The colonel took the cigarette case in both hands and bowed. He turned it over carefully, opened it and closed it.

“Thank you,” the colonel said suddenly. “Thank you so very much. You may take it back now, Mr. Gates.”

“What—” said Calvin Gates. “You want me to take it back? What for? I don't want it.”

Before he answered the colonel smiled at him as though they both knew something which had better not be expressed.

“Of course,” the colonel said. “That is what Mr. Moto has directed. He only wished to be sure all was in order. I am so sure that you understand.”

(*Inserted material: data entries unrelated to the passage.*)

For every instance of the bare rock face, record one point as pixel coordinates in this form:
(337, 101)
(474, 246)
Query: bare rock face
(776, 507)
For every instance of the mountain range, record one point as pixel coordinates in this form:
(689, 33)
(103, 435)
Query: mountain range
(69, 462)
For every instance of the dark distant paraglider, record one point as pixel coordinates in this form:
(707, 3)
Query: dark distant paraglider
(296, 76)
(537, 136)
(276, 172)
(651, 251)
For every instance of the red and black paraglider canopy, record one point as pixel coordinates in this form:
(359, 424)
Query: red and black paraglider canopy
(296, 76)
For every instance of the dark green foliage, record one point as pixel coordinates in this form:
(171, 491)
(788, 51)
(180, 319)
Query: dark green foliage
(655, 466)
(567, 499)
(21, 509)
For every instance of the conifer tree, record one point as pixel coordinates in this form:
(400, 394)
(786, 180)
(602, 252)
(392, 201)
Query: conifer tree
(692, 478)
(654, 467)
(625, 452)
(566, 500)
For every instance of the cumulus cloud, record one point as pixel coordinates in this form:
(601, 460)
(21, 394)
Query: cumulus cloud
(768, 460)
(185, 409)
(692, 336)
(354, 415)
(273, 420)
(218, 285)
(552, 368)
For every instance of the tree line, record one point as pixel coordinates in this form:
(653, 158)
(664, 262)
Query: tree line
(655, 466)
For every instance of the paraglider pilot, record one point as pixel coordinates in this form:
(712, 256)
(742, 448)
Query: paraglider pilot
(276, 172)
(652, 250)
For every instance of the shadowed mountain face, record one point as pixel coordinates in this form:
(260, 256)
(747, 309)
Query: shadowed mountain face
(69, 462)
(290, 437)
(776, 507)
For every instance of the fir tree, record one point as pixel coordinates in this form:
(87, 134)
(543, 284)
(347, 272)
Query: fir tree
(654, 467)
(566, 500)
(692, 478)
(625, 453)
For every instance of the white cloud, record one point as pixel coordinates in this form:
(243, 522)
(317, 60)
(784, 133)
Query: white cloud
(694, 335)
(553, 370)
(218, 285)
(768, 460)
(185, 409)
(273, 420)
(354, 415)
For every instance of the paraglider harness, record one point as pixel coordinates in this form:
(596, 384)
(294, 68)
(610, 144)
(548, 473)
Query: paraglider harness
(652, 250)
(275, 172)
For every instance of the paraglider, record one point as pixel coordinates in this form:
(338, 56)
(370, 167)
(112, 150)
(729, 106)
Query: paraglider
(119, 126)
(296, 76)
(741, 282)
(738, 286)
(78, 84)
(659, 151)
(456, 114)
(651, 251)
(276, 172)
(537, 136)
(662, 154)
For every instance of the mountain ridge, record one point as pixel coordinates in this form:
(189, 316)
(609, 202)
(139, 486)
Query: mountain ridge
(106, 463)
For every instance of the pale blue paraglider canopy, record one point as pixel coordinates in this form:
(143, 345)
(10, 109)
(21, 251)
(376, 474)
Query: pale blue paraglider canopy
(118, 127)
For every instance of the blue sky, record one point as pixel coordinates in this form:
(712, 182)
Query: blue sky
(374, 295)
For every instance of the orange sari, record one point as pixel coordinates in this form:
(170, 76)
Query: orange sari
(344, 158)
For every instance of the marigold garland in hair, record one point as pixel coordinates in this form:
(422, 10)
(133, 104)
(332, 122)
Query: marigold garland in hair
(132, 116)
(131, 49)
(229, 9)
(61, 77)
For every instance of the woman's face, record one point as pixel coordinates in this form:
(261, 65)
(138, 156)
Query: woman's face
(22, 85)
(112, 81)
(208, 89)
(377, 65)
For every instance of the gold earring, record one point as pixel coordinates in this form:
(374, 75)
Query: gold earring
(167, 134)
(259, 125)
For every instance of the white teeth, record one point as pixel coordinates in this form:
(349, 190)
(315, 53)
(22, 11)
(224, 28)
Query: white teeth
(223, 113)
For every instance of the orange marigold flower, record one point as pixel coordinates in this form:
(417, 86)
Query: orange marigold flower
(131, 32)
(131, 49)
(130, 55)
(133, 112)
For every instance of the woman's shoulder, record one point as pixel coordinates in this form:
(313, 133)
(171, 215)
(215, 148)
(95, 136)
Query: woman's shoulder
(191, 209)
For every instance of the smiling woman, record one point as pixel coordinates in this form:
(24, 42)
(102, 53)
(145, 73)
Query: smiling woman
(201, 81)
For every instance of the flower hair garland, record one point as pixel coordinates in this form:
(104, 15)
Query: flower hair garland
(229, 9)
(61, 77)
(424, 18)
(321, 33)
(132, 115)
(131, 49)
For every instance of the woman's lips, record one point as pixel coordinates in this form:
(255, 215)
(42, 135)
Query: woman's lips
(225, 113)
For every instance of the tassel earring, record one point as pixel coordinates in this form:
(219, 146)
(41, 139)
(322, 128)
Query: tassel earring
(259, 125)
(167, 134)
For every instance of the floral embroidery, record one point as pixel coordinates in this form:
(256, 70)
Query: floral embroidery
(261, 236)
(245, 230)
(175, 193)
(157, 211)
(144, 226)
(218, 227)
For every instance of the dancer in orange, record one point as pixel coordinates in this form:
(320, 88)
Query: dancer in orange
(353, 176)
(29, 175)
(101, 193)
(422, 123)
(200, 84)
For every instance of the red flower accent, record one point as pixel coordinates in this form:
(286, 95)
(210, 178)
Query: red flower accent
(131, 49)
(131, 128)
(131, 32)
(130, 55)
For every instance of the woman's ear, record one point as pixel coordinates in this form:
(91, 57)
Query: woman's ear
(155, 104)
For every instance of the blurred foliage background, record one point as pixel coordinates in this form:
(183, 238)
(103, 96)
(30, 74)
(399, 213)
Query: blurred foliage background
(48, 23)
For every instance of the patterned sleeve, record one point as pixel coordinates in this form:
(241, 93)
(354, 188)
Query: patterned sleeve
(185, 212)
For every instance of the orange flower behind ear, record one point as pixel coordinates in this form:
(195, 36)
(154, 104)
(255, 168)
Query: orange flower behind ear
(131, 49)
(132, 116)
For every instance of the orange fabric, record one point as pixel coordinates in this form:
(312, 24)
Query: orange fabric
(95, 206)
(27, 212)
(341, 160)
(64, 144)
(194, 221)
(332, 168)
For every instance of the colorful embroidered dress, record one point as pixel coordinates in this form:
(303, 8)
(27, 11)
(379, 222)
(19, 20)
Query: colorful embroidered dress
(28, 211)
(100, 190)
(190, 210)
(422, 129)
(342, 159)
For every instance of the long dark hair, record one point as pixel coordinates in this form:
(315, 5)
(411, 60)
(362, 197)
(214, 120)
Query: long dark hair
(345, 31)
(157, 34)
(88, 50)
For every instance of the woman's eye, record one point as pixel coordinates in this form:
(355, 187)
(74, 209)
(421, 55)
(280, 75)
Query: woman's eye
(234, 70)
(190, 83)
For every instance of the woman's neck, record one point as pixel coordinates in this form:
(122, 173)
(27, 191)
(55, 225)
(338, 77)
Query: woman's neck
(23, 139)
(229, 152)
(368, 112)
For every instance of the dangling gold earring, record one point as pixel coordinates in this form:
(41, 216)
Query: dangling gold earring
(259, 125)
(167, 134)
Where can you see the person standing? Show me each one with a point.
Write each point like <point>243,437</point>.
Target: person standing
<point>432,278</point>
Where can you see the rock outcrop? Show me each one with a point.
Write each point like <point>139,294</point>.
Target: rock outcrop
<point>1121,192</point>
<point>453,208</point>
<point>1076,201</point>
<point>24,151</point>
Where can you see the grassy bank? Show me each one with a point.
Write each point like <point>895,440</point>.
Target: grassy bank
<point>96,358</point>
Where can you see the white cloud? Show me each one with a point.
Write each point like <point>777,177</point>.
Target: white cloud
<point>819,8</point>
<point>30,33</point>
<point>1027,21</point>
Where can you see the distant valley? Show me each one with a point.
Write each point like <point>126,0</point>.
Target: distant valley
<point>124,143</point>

“Understand what?” Calvin asked him.

The colonel smiled again.

“Of course,” the colonel said, “Mr. Moto has explained. It is an honor to meet a friend of Mr. Moto. They will bring some tea if you will join me, please. The other instructions will not take a moment.”

Calvin Gates felt his thoughts move dizzily, but his instinct told him that it was better to show no astonishment.

“Here is the tea and a chair for you,” the colonel said. “This is so very important. Will you please sit down?”

Two soldiers had entered as the colonel was speaking, one carrying a chair and another a blue-and-white teapot.

The colonel raised his teacup.

“Mr. Moto is a very able man,” he said.

“Yes,” said Calvin, “a very able man.”

“And he forgets nothing,” the colonel said.

“No,” said Calvin, “I don't believe he forgets anything.”

“So you must listen,” the colonel said, “as I speak for Mr. Moto.” The colonel lowered his voice.

“There was a long telegram. Mr. Moto wanted you told that others know you have the case. I hope you understand.”

“Oh,” said Calvin Gates, “some others know, do they?”